Cllr Jim O’Boyle, Cabinet Member for Jobs, Regeneration and Climate Change, added that Coventry is the historical home of the automotive industry in the UK, where much of the cutting-edge technology that defined the global car industry last century was created here in the city.
“Now, as we stand at the dawn of a new electric age, we fully intend for Coventry to be very front of the green industrial revolution which will power the future of the automotive industry” Cllr O’Boyle said. “The West Midlands Gigafactory is a unique public private sector joint venture between Coventry City Council and Coventry Airport Ltd, supported by an alliance of local governments, industrial groups and universities. It will provide a huge amount of certainty to our automotive industry, as well as providing much needed jobs and investment to our region. This project puts Coventry at the heart of the British battery industry, giving it access to the region’s world-class skills, R&D and supply chain capabilities.”

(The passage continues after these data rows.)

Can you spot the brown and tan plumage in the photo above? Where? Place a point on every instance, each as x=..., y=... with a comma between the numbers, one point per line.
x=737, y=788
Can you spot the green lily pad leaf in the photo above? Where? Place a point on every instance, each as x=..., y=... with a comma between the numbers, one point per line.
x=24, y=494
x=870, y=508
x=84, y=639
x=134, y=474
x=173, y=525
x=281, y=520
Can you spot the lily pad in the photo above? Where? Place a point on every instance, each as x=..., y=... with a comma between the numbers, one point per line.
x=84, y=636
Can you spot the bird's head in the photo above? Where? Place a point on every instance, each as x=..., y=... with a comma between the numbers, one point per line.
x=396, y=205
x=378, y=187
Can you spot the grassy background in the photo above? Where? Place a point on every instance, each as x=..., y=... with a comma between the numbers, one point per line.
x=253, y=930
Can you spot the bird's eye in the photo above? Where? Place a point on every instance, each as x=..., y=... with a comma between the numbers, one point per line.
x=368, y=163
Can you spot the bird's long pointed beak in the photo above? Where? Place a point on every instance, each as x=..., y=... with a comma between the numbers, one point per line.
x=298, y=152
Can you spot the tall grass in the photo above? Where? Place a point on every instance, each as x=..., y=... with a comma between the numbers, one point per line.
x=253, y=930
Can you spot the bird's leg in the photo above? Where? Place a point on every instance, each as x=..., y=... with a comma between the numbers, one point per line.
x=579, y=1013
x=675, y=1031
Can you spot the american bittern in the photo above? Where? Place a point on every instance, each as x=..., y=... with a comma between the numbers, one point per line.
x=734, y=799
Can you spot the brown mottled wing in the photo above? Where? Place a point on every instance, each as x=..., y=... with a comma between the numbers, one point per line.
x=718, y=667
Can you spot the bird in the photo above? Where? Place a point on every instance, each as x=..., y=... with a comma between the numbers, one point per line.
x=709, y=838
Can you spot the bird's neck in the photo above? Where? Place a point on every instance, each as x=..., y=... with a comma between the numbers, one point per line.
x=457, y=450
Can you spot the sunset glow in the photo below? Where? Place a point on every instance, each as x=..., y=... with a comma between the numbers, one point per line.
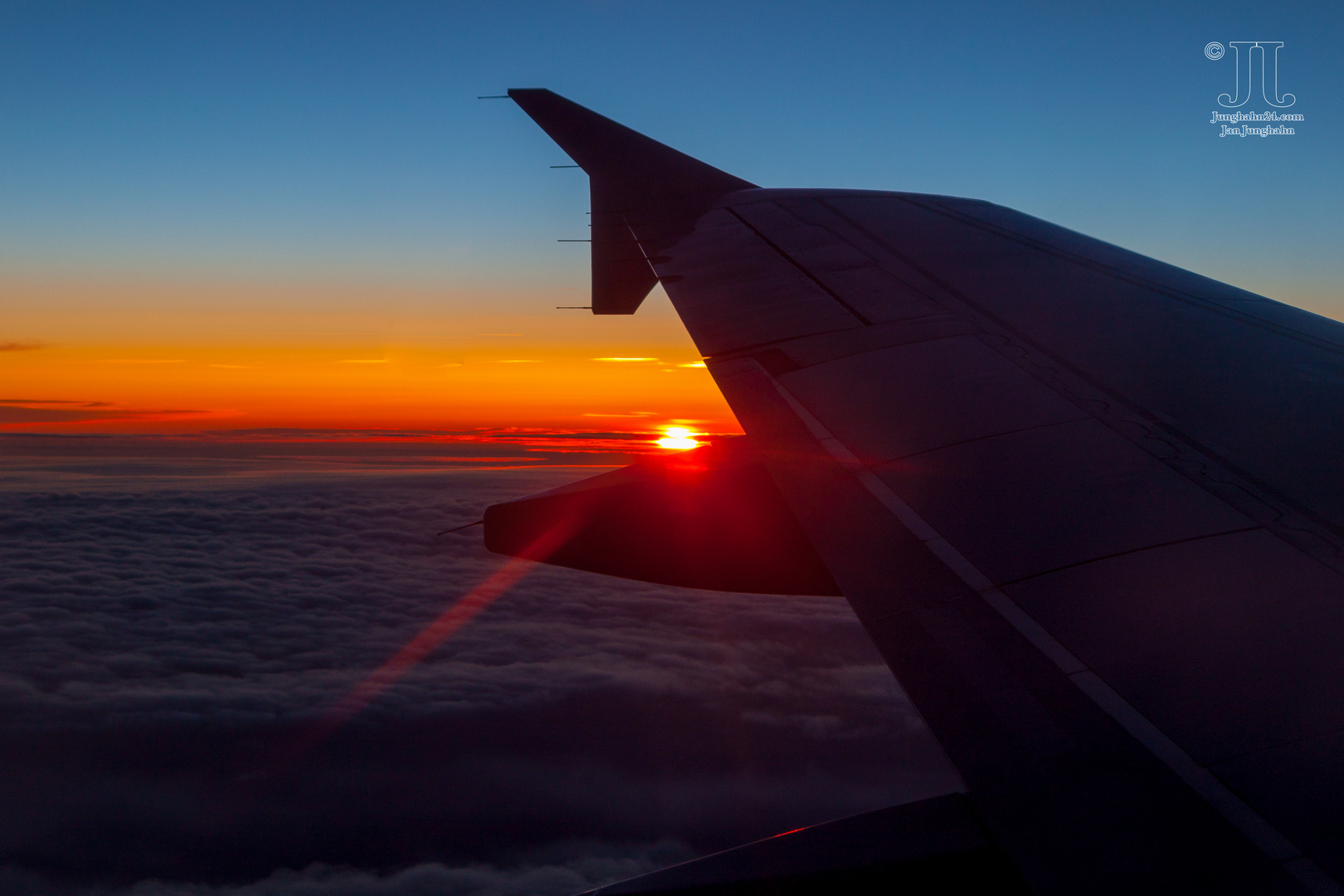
x=678, y=438
x=134, y=356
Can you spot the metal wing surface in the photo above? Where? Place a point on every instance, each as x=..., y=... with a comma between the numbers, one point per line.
x=1088, y=505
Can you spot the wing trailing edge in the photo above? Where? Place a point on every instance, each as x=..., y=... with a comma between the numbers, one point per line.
x=710, y=518
x=644, y=193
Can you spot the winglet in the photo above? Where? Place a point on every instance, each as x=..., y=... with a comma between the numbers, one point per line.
x=644, y=193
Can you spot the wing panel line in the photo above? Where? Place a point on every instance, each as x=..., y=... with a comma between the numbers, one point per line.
x=804, y=270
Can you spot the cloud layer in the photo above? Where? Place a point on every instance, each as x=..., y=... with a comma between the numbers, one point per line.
x=164, y=652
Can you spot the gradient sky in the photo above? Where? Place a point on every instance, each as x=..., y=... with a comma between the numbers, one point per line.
x=297, y=214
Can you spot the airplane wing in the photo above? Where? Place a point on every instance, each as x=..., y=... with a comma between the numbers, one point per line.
x=1088, y=505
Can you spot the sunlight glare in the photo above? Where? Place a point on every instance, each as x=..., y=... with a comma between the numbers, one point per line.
x=678, y=438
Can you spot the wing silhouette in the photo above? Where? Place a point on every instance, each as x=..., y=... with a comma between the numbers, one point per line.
x=1088, y=505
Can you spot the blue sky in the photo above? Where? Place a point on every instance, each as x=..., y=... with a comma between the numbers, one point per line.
x=300, y=140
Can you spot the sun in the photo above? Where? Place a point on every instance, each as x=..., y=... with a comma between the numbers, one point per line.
x=678, y=438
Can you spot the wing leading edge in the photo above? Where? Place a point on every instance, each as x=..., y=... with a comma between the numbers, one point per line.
x=1088, y=505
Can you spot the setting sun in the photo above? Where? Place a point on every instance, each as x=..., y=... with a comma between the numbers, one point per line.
x=678, y=438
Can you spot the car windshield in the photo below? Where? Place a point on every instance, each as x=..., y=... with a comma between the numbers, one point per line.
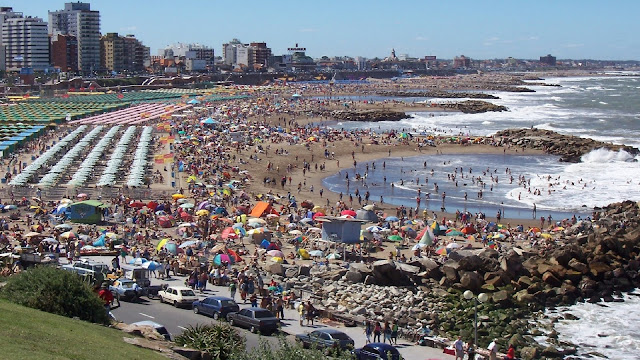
x=340, y=336
x=263, y=314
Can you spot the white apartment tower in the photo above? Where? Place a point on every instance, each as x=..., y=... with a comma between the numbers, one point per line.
x=5, y=14
x=26, y=43
x=79, y=20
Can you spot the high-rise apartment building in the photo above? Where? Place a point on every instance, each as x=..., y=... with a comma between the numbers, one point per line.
x=64, y=52
x=26, y=43
x=79, y=20
x=5, y=13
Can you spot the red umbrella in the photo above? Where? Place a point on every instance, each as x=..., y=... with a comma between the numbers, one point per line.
x=152, y=205
x=348, y=212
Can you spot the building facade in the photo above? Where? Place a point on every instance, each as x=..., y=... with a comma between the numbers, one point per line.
x=5, y=13
x=64, y=52
x=79, y=20
x=26, y=43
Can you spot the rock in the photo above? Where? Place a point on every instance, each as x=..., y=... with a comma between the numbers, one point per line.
x=578, y=266
x=551, y=279
x=276, y=269
x=471, y=280
x=304, y=270
x=529, y=353
x=354, y=276
x=450, y=270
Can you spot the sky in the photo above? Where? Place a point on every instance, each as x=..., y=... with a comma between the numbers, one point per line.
x=567, y=29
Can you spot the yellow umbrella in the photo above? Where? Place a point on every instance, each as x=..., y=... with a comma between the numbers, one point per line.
x=161, y=244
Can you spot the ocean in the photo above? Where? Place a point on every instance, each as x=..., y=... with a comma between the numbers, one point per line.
x=602, y=108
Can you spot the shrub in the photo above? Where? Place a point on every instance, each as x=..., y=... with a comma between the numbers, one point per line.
x=287, y=350
x=55, y=291
x=220, y=340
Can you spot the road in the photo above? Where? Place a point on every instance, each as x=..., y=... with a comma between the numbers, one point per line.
x=176, y=320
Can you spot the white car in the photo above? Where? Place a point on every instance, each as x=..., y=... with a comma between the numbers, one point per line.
x=177, y=296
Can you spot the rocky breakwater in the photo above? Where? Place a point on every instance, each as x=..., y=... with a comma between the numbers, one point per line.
x=439, y=94
x=590, y=261
x=569, y=148
x=366, y=115
x=473, y=106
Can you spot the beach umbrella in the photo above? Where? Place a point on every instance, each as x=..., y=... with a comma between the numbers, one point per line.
x=418, y=246
x=453, y=232
x=222, y=258
x=348, y=212
x=202, y=212
x=151, y=265
x=395, y=238
x=316, y=253
x=187, y=244
x=172, y=248
x=441, y=251
x=277, y=253
x=161, y=244
x=69, y=235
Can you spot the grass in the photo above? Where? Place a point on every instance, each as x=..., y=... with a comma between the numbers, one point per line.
x=27, y=333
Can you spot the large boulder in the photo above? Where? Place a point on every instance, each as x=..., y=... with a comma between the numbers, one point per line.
x=471, y=280
x=275, y=268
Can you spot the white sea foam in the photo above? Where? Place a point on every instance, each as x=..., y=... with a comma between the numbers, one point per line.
x=610, y=330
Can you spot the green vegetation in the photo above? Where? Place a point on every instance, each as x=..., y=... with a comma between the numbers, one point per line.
x=220, y=340
x=31, y=334
x=55, y=291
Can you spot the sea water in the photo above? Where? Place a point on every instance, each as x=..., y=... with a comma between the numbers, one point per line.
x=601, y=108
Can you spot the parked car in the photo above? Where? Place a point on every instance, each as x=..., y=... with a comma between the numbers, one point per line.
x=216, y=306
x=326, y=339
x=255, y=319
x=377, y=351
x=159, y=328
x=177, y=296
x=127, y=290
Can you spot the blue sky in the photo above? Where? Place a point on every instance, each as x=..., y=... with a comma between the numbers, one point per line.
x=478, y=29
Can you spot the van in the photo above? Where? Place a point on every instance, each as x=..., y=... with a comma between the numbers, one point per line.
x=136, y=273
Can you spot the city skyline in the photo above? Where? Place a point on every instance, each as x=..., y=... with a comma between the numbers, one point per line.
x=499, y=29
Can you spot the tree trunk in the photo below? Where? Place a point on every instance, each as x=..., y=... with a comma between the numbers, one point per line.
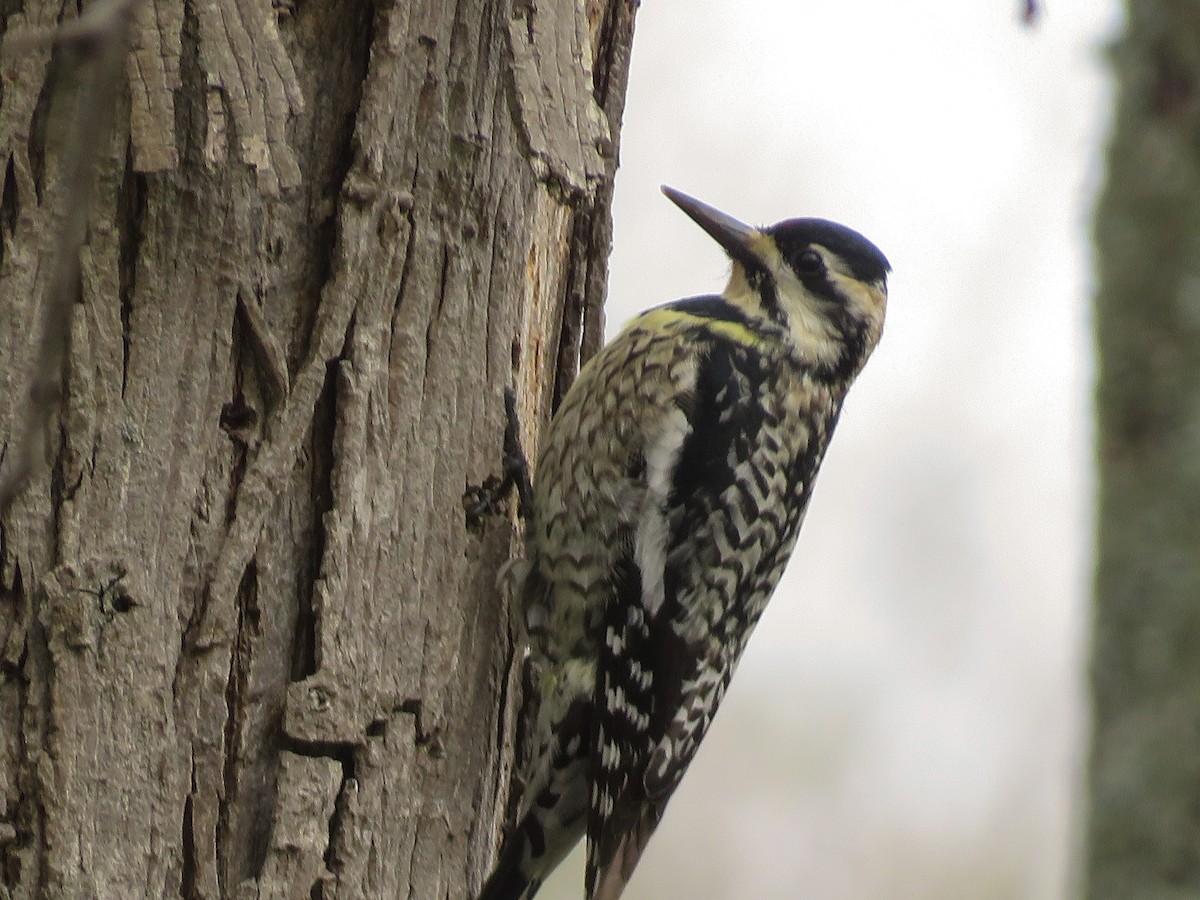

Based at Coventry Airport, the Gigafactory will be adjacent to the UK Battery Industrialisation Centre, part of the UK Government’s Faraday Battery Challenge. The Centre provides a critical link between research at laboratory or prototype stages and the successful mass production of new battery technologies. These links will be hugely important to the future development of the Gigafactory in the West Midlands.
West Midlands Gigafactory has support from a unique alliance of West Midlands industrial groups, local government and academic institutions. This alliance includes the West Midlands Combined Authority, Warwick District Council, Warwickshire County Council, Rugby Council, Warwick Manufacturing Group at University of Warwick, Coventry University and the Manufacturing Technology Centre.
Coventry Airport was first opened in 1936 by Coventry City Council which continues to own the freehold of the site. It operated as RAF Baginton during the Second World War and commercial passenger flights were subsequently reinstated until 2009. Rigby Group plc acquired the long leasehold in 2010 and it remains in its ownership.
An outline planning proposal for the West Midlands Gigafactory was submitted in July and the application is yet to be determined.